Dziewczyny lubią Hey

…a chłopcy lubią math metal, true ambient oraz naszego WuWunio – tak przynajmniej wynika ze statystyk Last.fm. Jak na dane ogólnoglobalne reprezentacja Polski jest nadspodziewanie liczna: KSU, Zielone Żabki, (Maria?) Awaria…

A tymczasem rok po naszej dyskusji w wątku Czego się wstydzimy postacią najczęściej kasowaną z akt Last.fm wciąż jeszcze bardziej jest Lady Gaga:

1. Lady Gaga – Bad Romance
2. Lady Gaga – Poker Face
3. Lady Gaga – Alejandro
4. Lady Gaga – Paparazzi
5. Ke$ha – TiK ToK
6. Lady Gaga – LoveGame
7. Lady Gaga – Monster
8. Lady Gaga – Just Dance
9. Justin Bieber – One Time
10. Lady Gaga – Dance In The Dark

Fine.




5 komentarzy

  1. Pablo Renato pisze:

    Kiedyś miałem nawet śmieszną przygodę z last.fm, bo miałem tam pracować. Na rozmowie kwalifikacyjnej pani stwierdziła wtedy, że nie rozumie, skąd ta popularność lasta w Polszy.
    Z okazji nie skorzystałem, bo w londyńskiej siedzibie płacili coś koło 300 funciaków miesięcznie, co jest właściwie wolontariatem.
    A po rozmowie z kierownictwem doszedłem do wniosku, że projekt nie ma wielkiej przyszłości (padły pytania w stylu: „Czy są już w Polsce jakieś magazyny muzyczne? A portale?”)

  2. Marceli Szpak pisze:

    Oftopicznie do klipa – It’s like Cinematic Orchestra, but you know… hidden.

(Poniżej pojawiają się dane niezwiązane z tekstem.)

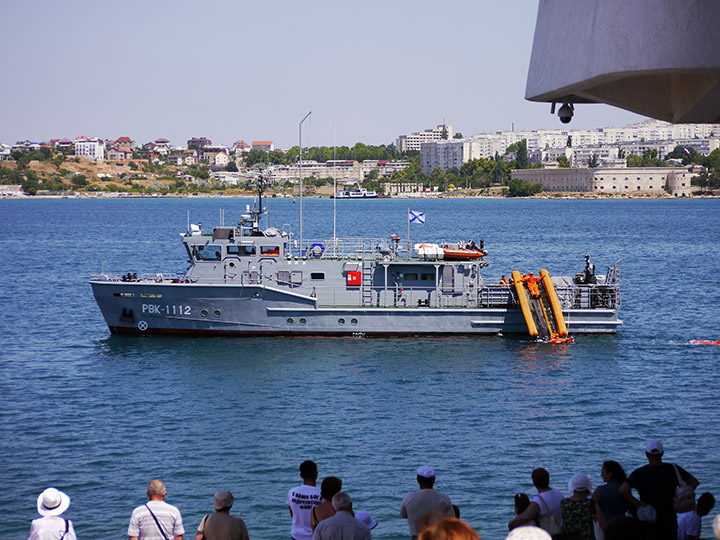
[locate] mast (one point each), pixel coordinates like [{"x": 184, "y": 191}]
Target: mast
[
  {"x": 300, "y": 141},
  {"x": 334, "y": 188}
]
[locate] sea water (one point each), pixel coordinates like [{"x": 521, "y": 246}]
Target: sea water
[{"x": 99, "y": 416}]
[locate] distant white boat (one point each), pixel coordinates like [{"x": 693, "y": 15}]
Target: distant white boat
[{"x": 360, "y": 193}]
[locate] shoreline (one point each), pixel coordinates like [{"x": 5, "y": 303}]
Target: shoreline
[{"x": 108, "y": 195}]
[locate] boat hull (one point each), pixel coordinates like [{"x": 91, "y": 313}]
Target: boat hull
[{"x": 146, "y": 308}]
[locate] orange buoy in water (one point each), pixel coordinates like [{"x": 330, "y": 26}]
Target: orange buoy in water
[{"x": 704, "y": 342}]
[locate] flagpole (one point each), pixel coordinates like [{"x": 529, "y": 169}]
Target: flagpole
[{"x": 409, "y": 244}]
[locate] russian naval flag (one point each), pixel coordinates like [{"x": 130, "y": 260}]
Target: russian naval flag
[{"x": 416, "y": 217}]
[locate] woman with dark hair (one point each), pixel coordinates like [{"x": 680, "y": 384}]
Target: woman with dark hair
[
  {"x": 330, "y": 487},
  {"x": 611, "y": 502}
]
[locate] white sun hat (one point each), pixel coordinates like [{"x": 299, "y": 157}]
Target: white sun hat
[
  {"x": 579, "y": 482},
  {"x": 365, "y": 518},
  {"x": 528, "y": 532},
  {"x": 52, "y": 502}
]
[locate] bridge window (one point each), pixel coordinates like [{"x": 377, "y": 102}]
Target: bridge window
[
  {"x": 210, "y": 252},
  {"x": 241, "y": 250}
]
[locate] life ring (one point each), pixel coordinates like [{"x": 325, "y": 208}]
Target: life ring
[{"x": 317, "y": 253}]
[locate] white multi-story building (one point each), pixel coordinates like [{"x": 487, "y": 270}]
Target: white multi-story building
[
  {"x": 407, "y": 143},
  {"x": 90, "y": 148},
  {"x": 547, "y": 145}
]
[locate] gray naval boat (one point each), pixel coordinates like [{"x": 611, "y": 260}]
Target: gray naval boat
[{"x": 244, "y": 281}]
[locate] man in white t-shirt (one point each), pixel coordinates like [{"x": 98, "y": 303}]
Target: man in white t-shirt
[
  {"x": 156, "y": 520},
  {"x": 546, "y": 502},
  {"x": 301, "y": 500}
]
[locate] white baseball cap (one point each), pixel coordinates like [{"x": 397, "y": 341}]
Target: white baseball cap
[
  {"x": 426, "y": 472},
  {"x": 654, "y": 447}
]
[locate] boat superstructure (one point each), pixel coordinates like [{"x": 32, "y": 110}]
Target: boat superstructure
[
  {"x": 246, "y": 281},
  {"x": 360, "y": 193}
]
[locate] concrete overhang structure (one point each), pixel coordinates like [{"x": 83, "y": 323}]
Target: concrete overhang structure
[{"x": 658, "y": 58}]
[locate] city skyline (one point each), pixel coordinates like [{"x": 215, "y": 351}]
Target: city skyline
[{"x": 230, "y": 71}]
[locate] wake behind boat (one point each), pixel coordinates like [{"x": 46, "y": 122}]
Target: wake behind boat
[{"x": 246, "y": 281}]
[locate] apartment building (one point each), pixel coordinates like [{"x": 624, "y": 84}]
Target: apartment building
[
  {"x": 90, "y": 148},
  {"x": 406, "y": 143}
]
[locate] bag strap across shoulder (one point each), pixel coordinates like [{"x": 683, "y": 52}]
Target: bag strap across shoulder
[
  {"x": 157, "y": 522},
  {"x": 546, "y": 509},
  {"x": 681, "y": 482},
  {"x": 67, "y": 528}
]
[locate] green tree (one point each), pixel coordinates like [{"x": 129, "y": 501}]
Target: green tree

    (strasznie wtórny ten materiał na płycie)

  3. Mariusz Herma pisze:

    Bodaj trzy kawałki bronią się zwykłą urodą, bo pomysły – średnio sprzed 15 lat. Całość sprawdza się jako ambient czytelniczy.

  4. iammacio pisze:

    ej, Pablo, a kiedy to było? bo pamietam wizyty pana od last.fm na ktorejs edycji new directions i jego zdziwienie jak opowiadal o serwisie, a my ze znamy. placa niewielka jak na tamte warunki, ale moja dziewczyna 2lata temu na wolontariacie dostawala tygodniowke 30funtow (mieszkanie + jedzenie miala juz zapewnione). to mogla byc niezla przygoda. teraz to bym w spotify sprobowal;]

  5. Pablo Renato pisze:

    @ iammacio

    Cztery lata temu bodajże. Tak, niezła przygoda mogła być, z rodzaju tych extreme reality show: „jak długo można jechać na zupkach w proszku i nie trafić do szpitala”:)

    W tym samym czasie zarabiałem 1500 kłidów miesięczne dosłownie za gapienie się w ścianę i spacery w tę i z powrotem po przepastnym magazynie z książkami. Zresztą tego też nie wytrzymałem. Ileż można pozorować robotę?